Pod IO attribute override

Last updated on

Pod IO attribute override is a Kubernetes pod-level chaos fault that rewrites the attributes returned by filesystem stat-family syscalls (stat, lstat, fstat) on a target container's mounted volume for a configurable duration. The application sees the wrong attributes (permissions, size, owner, mode, and so on) without the on-disk file actually changing. When the fault ends, the original attributes are reported again immediately.

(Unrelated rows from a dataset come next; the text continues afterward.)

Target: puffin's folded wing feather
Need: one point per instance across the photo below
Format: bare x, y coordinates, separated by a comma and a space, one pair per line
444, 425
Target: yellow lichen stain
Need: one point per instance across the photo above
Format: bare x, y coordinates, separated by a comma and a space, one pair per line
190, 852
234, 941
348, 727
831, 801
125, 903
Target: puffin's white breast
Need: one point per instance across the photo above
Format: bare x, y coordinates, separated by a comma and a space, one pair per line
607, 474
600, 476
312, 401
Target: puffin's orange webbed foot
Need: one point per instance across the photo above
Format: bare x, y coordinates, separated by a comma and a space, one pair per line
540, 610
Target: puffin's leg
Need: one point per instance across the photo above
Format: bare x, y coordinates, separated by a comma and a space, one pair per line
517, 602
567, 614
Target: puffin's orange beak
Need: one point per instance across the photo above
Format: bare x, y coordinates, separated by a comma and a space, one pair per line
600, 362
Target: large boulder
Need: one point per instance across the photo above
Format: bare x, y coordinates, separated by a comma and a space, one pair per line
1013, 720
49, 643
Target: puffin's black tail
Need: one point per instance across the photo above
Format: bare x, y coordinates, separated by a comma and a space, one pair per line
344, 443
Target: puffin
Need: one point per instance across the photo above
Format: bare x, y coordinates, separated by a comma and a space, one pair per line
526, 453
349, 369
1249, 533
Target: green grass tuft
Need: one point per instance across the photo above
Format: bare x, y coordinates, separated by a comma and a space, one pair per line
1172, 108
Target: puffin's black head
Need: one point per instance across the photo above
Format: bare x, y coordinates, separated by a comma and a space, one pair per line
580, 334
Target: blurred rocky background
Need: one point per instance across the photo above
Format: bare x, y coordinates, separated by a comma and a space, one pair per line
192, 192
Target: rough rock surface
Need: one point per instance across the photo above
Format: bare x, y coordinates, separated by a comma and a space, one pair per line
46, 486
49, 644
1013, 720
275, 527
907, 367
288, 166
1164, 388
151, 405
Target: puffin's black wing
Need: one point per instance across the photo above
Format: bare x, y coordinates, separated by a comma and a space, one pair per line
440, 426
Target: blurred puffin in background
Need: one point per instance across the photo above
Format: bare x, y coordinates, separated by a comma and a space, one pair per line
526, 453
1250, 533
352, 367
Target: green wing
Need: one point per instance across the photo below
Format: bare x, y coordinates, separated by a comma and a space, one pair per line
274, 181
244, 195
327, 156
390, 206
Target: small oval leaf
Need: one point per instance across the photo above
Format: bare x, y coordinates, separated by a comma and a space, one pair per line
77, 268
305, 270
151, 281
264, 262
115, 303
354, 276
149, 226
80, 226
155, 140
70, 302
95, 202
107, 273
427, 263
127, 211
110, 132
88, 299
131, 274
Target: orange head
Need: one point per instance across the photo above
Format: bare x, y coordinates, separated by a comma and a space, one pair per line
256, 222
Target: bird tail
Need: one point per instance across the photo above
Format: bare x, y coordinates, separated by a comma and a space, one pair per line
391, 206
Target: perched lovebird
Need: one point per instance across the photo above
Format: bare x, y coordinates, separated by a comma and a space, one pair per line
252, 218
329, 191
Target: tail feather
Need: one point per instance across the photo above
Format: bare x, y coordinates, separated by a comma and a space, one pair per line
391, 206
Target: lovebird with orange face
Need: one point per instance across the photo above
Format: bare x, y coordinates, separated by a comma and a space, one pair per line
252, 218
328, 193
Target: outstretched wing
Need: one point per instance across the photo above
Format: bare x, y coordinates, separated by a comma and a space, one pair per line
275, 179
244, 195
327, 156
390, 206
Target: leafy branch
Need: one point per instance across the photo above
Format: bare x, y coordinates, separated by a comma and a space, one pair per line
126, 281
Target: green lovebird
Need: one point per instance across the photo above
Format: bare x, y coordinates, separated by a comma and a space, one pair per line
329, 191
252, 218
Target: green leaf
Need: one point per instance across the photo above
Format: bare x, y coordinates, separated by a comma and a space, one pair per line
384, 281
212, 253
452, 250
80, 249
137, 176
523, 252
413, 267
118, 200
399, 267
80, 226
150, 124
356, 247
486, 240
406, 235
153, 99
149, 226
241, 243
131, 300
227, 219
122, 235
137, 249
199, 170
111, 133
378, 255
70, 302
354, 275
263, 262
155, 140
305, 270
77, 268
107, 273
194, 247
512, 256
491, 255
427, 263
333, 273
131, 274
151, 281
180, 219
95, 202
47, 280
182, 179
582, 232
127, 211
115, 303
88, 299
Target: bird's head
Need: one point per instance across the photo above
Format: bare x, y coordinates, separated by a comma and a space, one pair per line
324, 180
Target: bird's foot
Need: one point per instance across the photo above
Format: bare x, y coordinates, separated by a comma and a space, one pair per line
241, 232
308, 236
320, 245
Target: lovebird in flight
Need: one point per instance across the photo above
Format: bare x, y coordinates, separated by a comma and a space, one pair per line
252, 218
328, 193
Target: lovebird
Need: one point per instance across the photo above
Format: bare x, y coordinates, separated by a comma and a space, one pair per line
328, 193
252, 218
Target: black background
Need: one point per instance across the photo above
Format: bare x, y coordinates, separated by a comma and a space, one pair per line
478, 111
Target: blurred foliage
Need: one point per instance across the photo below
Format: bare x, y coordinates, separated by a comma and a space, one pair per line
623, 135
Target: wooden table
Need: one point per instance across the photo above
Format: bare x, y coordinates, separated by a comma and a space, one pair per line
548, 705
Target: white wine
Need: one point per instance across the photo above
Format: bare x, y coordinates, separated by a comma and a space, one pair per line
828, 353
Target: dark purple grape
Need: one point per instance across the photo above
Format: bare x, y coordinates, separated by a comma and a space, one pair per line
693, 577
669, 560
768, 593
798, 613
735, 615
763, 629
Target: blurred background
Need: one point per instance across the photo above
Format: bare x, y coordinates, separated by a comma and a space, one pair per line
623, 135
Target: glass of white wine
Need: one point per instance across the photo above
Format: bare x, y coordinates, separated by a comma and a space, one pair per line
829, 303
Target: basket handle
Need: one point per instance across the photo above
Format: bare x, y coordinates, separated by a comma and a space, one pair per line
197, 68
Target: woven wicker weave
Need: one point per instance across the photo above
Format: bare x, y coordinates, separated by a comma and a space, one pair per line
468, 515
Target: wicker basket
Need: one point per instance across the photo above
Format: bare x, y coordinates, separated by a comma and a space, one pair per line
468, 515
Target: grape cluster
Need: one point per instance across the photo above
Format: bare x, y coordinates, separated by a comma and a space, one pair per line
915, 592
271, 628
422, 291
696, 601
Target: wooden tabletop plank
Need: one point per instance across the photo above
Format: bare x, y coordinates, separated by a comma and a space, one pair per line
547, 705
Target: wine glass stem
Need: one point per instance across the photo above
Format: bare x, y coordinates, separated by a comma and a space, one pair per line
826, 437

Use this fault to test how a service behaves when filesystem metadata changes unexpectedly: a permissions drift, a misconfigured subPath, a CSI driver that returns inconsistent ownership, or a file that suddenly appears to be a different size.

warning
  • Due to the large blast radius of this fault, we recommend you do not execute it in the production environment.
  • Through the fault execution, the application pod can potentially fail to perform successful IO writes if the write system call is being targeted. This can cause any data produced in this duration to be lost.
  • Any data produced before the execution of the fault is not harmed as a result of its execution.
Run your first experiment

If you have not configured the chaos infrastructure yet, go to Quickstart to install the chaos infrastructure and run an experiment end to end.


Use cases

Run this fault when you want to answer concrete questions like:

  • Permission-drift detection: When the application reads a file's mode and sees 0, does it refuse to use it, fall back to a default, or crash?
  • Ownership-driven authorization: If stat() reports a different UID for a credentials file, does the runtime continue to load it or treat it as untrusted?
  • Size-based pre-allocation: Backups and uploaders that pre-allocate based on file size, do they handle a reported size that does not match real bytes?
  • Modification-time caches: Does an mtime-keyed cache invalidate or thrash when timestamps flicker?
  • Symlink and special-file handling: Override the file mode to a different type (regular vs symlink vs device) and confirm the application's type checks.

Prerequisites

  • Kubernetes version: 1.21 or later. Go to What's supported to confirm distribution support.
  • Target pod is Running: The pod you intend to target is in the Running state with a mounted volume.
  • Privileged pods allowed: The cluster lets you schedule privileged pods in the chaos namespace. GKE Autopilot supports this fault but requires the one-time setup in Chaos on GKE Autopilot; other locked-down distributions may need similar exemptions.
  • Container runtime access: The chaos pod can reach the container runtime socket on the target node (/run/containerd/containerd.sock, /var/run/docker.sock, or /var/run/crio/crio.sock).
  • Mounted volume: The target container has at least one mounted volume reachable at MOUNT_PATH.
  • Workload selector defined: The chaos experiment knows the target workload by kind, namespace, and either names or labels.

Supported environments

PlatformSupport status
Amazon EKSSupported
Azure AKSSupported
Google GKESupported
Red Hat OpenShiftSupported
RancherSupported
VMware TanzuSupported
Self-managed Kubernetes (CNCF-certified)Supported
GKE AutopilotSupported with Autopilot setup
EKS Fargate, ACI virtual nodesNot supported (no access to container runtime sockets)

Permissions required

The fault runs under the chaos infrastructure's service account.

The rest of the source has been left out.